First Lutheran Church Plainville, Kansas
Peace Lutheran Church Natoma, Kansas
The saying goes, at least in these parts; don’t schedule anything during May, because everyone is too busy with graduations and weddings and Memorial Day and the start of summer and a million other things all going on at the same time.
I suppose that is true, except for the fact that no matter what time of year it is, people always seem to be busy, or at least too busy for the things they don’t want to do.
Why do we choose to cram our schedules to the breaking point with things to do? Why must every weekend have ten different things happening from morning to night? Why must every night of the week have a meeting? Why do we inflict such hardships upon ourselves?
Is it the expectations of others? Is it the promise of scholarships and awards and other honors? Is it the fear of what would happen if we just stayed home one weekend? It is the realization that we are just not happy with our lives, so we clutter them up in the hope that others, or more likely we, won’t notice?
We often laugh when we discuss Old Testament Sabbath Day regulations; the idea that you can only walk so many steps, or that you have to restrict your activities to certain things, is just a completely foreign concept in our lives where every moment must be filled with something.
And yet, think of the benefits. What would you do if one weekend a month, you scheduled no out of town activities? What if you were told that one weekend a month, you could go no farther from your house than your own 2 feet could carry you?
I suppose the first time you would feel rather awkward; the second time you might go stir crazy; but from there on out, you would probably start to enjoy it, and enjoy it so much in fact, that you would start to clear out other weekends so that you could do the same.
Today, the Third Commandment, Remember the Sabbath Day by keeping it holy, refers for us, those freed from the demands of the Law by Christ’s death and resurrection, to the regular praise and worship of God, to gladly hear His Word and to hold it sacred.
But that does not negate the original intent of the Commandment. The body, your body, needs rest, it needs to relax, it needs to refresh and recharge itself. The heart needs to be refreshed by the Word and the Sacraments; and the whole body needs to be refreshed from the busy life that we find ourselves in.
Consider that the curse given to Adam, and to each of us, is that work would be hard, it would no longer be easy. And God, in His wisdom, saw that work would be hard, so He set aside a day of rest for His people, rest in His Word and rest for the body.
As you celebrate with friends and family this month, particularly at graduations and at weddings, take a moment to remind both the graduate and the newlyweds about the gift of rest. Rest for the soul in the house of the Lord, and also rest for the body in the house of the family.
What benefit will you reap?

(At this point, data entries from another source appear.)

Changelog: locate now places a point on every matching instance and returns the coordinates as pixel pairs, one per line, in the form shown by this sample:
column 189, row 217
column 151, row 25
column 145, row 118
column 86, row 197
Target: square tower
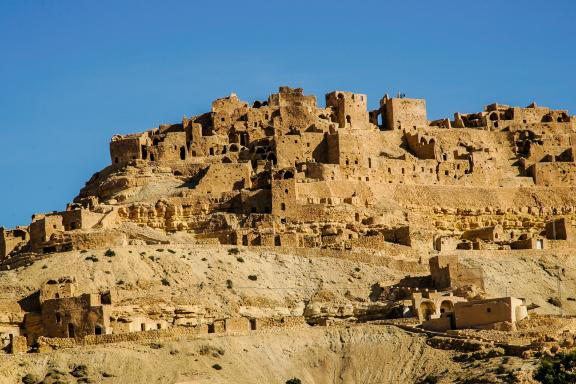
column 350, row 108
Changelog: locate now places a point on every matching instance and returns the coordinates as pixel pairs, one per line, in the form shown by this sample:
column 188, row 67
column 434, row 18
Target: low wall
column 47, row 344
column 231, row 325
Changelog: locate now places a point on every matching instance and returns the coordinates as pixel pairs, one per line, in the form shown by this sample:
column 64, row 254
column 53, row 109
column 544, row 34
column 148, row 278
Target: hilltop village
column 286, row 172
column 337, row 180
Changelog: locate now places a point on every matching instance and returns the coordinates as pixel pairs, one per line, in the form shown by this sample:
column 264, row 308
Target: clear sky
column 73, row 73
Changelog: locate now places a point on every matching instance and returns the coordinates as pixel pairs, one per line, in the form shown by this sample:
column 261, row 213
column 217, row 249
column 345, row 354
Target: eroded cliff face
column 366, row 354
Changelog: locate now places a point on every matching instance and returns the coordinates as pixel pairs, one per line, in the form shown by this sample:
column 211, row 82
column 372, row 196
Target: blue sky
column 73, row 73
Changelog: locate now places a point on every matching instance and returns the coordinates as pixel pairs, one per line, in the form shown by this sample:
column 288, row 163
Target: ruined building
column 288, row 172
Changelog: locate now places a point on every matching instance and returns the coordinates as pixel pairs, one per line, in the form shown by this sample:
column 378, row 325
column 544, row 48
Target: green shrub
column 560, row 369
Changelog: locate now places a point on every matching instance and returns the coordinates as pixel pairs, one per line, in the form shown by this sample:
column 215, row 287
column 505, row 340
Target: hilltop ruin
column 287, row 172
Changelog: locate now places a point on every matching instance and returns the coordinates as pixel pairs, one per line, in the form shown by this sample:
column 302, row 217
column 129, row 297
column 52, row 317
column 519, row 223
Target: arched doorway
column 427, row 309
column 446, row 306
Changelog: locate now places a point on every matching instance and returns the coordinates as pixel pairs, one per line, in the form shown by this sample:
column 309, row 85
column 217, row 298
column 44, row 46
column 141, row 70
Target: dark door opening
column 71, row 332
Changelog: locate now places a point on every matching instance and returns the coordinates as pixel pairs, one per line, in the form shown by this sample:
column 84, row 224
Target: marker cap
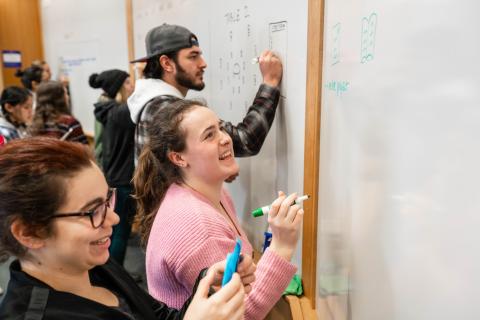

Actually both places of rest will yield the same reward: the heart and the body will be ready to go forth and love and serve in whatever vocation you find yourself in with a new vitality and energy that you never knew you had, because that is what rest does: it gives you energy to do what the Lord has called upon you to do, whether it be witnessing to neighbors or serving your neighbor.
And then follow your own advice, and rest: in the pew as you hear the Word and receive the sacraments, and later in the recliner.